Every now and then a dark spot glides across our Sun. This rare moment hits when the planet Venus slides in between the Sun and Earth, obscuring a small portion of the sun.
During a transit, Venus can sneak as close as 38 million kilometres to our home planet. The transit usually lasts about six hours and happens in pairs that eight years apart, each pair is separated by around 120 years.
On 6 June 2012 Venus transited the Sun, this is the second transit of the set – the first scrolled past in 2004. So, for those who missed it, they’ll have to wait until 2117 for the next one. (Sorry!)
This transit wasn’t just beautiful, it will also help scientists better understand Venus and even help find exoplanets.
While Venus, named after the Roman goddess of love, might look enticing from Earth – if you took a sojourn to this planet you would either be burned alive by the 464 degree C temperatures, or crushed to death by the overpowering atmospheric pressure. And although we know some stuff about this planet, there are still a great many unknowns.
For example, the clouds of Venus completely swirl around the planet in four days – and scientists don’t really know how winds could rotate so quickly.
How will the Transit help us know more about Venus?
As Venus’ first makes contact with the edge of the Sun’s disk, it becomes outlined by a thin arc of light, called the aureole. This mysterious arc is caused by light waves writhing through Venus’ atmosphere.

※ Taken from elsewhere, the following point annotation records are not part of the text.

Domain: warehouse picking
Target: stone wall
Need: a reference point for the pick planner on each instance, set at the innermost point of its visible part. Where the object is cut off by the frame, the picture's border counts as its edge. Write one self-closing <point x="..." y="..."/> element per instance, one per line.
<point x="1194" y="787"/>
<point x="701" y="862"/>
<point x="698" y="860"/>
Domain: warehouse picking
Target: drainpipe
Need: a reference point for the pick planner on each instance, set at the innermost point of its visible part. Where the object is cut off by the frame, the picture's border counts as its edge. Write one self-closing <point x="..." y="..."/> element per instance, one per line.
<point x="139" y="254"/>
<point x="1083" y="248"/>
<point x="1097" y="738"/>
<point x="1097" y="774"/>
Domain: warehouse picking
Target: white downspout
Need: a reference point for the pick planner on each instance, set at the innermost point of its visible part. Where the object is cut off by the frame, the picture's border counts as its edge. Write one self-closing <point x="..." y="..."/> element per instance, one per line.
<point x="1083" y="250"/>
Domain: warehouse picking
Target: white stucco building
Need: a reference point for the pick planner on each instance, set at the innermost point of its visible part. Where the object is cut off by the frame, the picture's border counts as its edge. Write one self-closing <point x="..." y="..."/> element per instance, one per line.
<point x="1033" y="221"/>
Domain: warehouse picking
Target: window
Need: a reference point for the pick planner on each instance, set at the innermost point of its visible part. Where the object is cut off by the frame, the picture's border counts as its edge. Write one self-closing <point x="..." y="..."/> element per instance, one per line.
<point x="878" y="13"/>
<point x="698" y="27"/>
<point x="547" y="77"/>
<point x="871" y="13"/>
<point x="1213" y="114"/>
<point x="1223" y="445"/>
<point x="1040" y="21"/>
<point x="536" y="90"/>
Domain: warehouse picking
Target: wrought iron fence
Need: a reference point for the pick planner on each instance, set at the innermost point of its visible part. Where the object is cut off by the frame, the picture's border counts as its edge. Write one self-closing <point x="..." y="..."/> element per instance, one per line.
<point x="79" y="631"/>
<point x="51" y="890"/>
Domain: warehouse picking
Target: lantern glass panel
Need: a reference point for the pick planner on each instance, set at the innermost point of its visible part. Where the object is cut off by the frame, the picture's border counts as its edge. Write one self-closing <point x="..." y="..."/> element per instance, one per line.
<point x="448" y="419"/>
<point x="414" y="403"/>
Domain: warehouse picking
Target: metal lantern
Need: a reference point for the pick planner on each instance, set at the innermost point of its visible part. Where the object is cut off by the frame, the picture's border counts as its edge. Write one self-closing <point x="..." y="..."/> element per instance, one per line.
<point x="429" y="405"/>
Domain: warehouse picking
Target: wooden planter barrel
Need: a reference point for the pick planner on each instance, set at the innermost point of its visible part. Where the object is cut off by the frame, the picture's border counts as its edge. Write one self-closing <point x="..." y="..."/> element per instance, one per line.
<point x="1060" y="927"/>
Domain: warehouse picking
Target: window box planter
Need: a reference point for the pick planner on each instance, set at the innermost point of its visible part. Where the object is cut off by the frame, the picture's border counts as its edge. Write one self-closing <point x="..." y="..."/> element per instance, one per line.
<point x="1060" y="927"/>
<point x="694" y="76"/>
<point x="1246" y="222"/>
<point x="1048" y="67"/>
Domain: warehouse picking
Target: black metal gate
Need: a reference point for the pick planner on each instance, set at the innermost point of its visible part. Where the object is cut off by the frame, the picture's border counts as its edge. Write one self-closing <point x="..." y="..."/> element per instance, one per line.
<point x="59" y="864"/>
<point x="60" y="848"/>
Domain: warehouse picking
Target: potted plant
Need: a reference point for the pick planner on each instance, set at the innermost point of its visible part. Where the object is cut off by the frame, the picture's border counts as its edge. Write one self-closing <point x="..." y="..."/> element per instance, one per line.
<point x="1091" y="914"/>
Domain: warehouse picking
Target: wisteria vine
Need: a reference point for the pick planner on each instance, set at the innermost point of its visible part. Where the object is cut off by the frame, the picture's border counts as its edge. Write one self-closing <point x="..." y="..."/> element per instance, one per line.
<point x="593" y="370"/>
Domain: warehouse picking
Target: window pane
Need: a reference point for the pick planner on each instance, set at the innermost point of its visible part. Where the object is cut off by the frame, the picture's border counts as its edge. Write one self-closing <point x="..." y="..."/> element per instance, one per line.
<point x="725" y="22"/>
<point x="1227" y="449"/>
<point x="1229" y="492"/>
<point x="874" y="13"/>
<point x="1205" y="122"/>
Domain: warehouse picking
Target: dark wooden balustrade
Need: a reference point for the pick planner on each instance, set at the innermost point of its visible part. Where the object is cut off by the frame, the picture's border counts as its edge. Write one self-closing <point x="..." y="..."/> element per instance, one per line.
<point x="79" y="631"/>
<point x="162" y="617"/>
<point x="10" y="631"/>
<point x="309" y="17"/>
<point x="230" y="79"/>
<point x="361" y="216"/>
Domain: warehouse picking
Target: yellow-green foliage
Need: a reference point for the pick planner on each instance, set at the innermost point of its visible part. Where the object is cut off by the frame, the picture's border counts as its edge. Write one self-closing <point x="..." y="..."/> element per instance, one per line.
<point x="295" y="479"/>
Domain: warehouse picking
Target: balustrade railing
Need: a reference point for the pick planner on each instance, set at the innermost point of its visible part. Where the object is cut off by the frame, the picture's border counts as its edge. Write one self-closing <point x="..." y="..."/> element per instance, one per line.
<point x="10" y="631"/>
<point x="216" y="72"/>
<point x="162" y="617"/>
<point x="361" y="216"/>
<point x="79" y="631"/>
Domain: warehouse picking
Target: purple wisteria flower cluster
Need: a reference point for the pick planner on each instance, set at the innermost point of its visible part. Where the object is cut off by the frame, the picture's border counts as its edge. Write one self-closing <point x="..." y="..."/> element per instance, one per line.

The brightness and thickness of the aureole depends on the height of the atmospheric layers above Venus’s cloud tops, and the density and temperature of Venus’ atmosphere.
Measuring the density of Venus’ atmosphere has proved incredibly difficult because it changes so much. But, during the transit, scientists will be able to use a variety of tools to record Venus’ atmosphere – and from this, they can understand the temperature, density and other characteristics of Venus’ clouds.
Astronomers will also use the transit of Venus to better understand the characteristics of exoplanets, which are planets outside our Solar System.
How? NASA’s Kepler spacecraft – launched in 2009 – hunts exoplanets. It does this by constantly monitoring the brightness of 150,000 stars found between 600 and 3,000 light years from Earth. If the brightness of a star regularly dims, it suggests a circling planet might be causing the change. For example, the transit of Venus will dim the Sun’s light by just a tenth of one per cent. The amount of light dimmed also gives information about the planets’ masses.
Measuring the rate that the Sun dims, or the Moon dims, when Venus is transiting will let scientists confirm and bolster calculations to allow Kepler to detect new planets.